Le rapport statistique et sectoriel annuel 2023 de l’ACPR brosse une nouvelle fois le portrait rassurant du secteur de l’assurance. Le total de bilan des organismes d’assurance français est le premier de l’Union européenne (avec 2 872 milliards d’euros, en 2023). Un seul assureur français est d’importance systémique mondiale (Conseil de stabilité financière, Insurers Subject to Resolution Standards, 5 déc. 2024) ; une bonne partie des assureurs français sont des filiales de banques qui ont rang d’établissements d’importance systémique mondiale (Conseil de stabilité financière, List of Global Systemically important Banks, 26 nov. 2024). La qualité de la gouvernance de ces entreprises d’assurance (C. assur., art.
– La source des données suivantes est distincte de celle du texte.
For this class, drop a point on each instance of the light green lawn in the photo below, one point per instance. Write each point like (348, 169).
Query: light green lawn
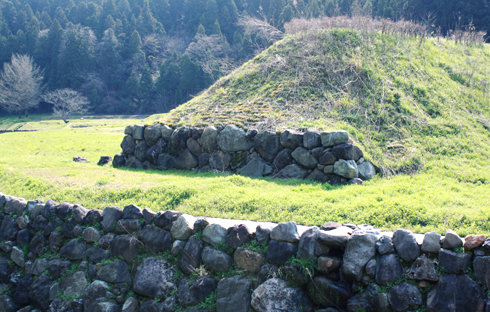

L. 354-1 ; ACPR, Mise en place des nouvelles règles de gouvernance dans le secteur de l’assurance : bilan et perspectives », juill. 2020), facteur potentiel de risque ne faisant pas l’objet de mesures statistiques, échappe au tableau. Le rapport traite modérément de l’évolution des natures des menaces ou de celles des méthodes encadrant la production des données comptables et prudentielles. La « numérisation de l’économie » suscite de nouveaux risques, notamment celui d’attaques « cyber » et pousse à adapter le cadre de supervision (ACPR, Conférence annuelle, 26 nov. 2024), y compris dans sa dimension statistique.